A Guide to your GP practice
Coventry & Warwickshire Clinical Commissioning Group has produced a useful guide to the different types of appointments and support you can expect to receive at your local practice.
What kind of appointments are there?
Face-to-face: You see a healthcare professional in person.
Video and telephone consultations: You speak with a healthcare professional over the phone or on a video call from your mobile phone, tablet or computer. On video calls you can see your healthcare professional from the comfort of your own home.
E-consultations: Many GP practice websites have forms that you can fill in with your medical concerns. The forms are reviewed by a GP. Advice is given or a member of the practice team calls you back to discuss the issue further. You may need to see a healthcare professional in person following a video or telephone call or an e-consultation. Your healthcare professional will discuss this with you.
Who might I see or speak to?
GP practices, or networks of GP practices, are now home to a range of health professionals who can diagnose and treat you. If it is most appropriate for you to see a doctor, you will be offered an appointment with a GP. However, a GP is not always the best person for you to see.
In addition to your doctor, there may also be a clinical pharmacist, physiotherapist or a health and wellbeing coach. There are also social prescribers, who can signpost you to a range of support services in your local community. The different roles are experts in different areas, which helps ensure you are seen by the person best suited to your needs.
What happens if I need GP services outside of practice opening times?
To make it easier to access GP services, practices can offer appointments in the evenings and at weekends at times to suit you. We call this our extended access service.
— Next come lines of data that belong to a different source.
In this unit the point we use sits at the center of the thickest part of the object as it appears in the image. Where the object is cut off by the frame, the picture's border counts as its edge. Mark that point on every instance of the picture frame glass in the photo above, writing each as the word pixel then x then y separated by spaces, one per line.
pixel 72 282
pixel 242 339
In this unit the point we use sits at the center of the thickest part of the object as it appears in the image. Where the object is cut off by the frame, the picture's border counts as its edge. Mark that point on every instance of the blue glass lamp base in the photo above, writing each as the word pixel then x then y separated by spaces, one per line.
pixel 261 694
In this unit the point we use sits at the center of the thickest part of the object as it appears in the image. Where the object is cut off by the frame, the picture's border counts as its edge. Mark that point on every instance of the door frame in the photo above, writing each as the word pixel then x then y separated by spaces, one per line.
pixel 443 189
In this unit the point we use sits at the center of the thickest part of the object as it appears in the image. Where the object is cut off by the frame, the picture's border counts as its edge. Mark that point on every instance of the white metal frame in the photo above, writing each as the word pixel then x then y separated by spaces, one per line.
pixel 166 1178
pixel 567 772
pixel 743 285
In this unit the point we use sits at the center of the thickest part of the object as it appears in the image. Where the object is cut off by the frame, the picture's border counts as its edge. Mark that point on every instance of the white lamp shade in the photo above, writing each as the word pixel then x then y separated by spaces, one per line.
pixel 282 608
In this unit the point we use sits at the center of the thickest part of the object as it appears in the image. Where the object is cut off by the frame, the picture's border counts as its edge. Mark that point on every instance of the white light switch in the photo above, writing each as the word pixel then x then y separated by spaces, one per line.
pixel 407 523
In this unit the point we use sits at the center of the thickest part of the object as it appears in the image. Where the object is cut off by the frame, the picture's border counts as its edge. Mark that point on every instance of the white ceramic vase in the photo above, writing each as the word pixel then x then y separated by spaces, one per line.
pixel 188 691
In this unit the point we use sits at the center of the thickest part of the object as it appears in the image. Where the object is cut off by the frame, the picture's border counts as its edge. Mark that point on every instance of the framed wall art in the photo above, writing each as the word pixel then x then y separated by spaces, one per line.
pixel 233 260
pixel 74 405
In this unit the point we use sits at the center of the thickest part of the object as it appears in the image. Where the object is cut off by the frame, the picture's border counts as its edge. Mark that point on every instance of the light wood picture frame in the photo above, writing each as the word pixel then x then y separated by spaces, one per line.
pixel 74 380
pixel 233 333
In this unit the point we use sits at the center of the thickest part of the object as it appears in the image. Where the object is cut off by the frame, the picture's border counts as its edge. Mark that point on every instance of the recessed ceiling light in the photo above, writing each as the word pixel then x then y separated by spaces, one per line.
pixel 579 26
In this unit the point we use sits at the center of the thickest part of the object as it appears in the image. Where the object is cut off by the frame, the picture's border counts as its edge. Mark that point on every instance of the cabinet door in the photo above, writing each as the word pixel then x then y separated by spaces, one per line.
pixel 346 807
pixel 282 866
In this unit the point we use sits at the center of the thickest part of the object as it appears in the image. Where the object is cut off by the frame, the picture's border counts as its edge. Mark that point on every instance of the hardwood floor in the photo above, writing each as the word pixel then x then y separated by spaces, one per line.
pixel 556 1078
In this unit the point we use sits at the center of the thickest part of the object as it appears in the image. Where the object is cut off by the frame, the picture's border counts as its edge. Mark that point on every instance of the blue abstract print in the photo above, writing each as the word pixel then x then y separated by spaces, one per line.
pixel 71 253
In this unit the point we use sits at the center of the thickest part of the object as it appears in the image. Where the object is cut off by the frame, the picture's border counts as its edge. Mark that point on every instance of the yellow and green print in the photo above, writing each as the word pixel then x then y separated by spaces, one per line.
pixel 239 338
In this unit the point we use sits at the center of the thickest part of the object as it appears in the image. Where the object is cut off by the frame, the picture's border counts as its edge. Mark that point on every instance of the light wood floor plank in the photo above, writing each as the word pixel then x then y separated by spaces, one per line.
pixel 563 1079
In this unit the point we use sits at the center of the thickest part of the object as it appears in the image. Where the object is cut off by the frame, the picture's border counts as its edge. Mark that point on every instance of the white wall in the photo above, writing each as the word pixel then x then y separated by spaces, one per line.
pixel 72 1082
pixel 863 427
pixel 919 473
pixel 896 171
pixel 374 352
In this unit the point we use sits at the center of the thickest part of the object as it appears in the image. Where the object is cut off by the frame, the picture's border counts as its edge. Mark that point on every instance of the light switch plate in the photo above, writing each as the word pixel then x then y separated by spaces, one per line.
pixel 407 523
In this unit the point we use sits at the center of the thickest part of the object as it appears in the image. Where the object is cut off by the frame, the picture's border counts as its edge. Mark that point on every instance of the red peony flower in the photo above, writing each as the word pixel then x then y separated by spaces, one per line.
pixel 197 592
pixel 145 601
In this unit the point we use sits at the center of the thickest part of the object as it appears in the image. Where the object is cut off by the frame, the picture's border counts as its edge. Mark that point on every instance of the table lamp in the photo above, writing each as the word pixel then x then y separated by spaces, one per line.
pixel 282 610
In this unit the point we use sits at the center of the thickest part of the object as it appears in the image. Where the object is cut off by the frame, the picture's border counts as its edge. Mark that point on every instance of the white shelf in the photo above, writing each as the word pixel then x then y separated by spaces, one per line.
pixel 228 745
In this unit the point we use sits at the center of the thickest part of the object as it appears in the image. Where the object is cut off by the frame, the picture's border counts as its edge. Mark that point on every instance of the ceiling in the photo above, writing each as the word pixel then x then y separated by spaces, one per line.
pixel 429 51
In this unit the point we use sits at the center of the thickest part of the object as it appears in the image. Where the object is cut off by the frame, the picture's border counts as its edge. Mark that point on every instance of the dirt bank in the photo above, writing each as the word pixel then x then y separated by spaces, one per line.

Extended access appointments take place at ‘hub’ practices, so whilst you may not always see your usual GP at your usual practice, you will see an appropriate clinician at a place local to you. To make an extended access appointment, just contact your practice in the usual way. Outside normal surgery hours you can still phone your GP practice, but you’ll usually be directed to an out-of-hours service and phone number. You can also call 111 – 24 hours a day, 7 days a week.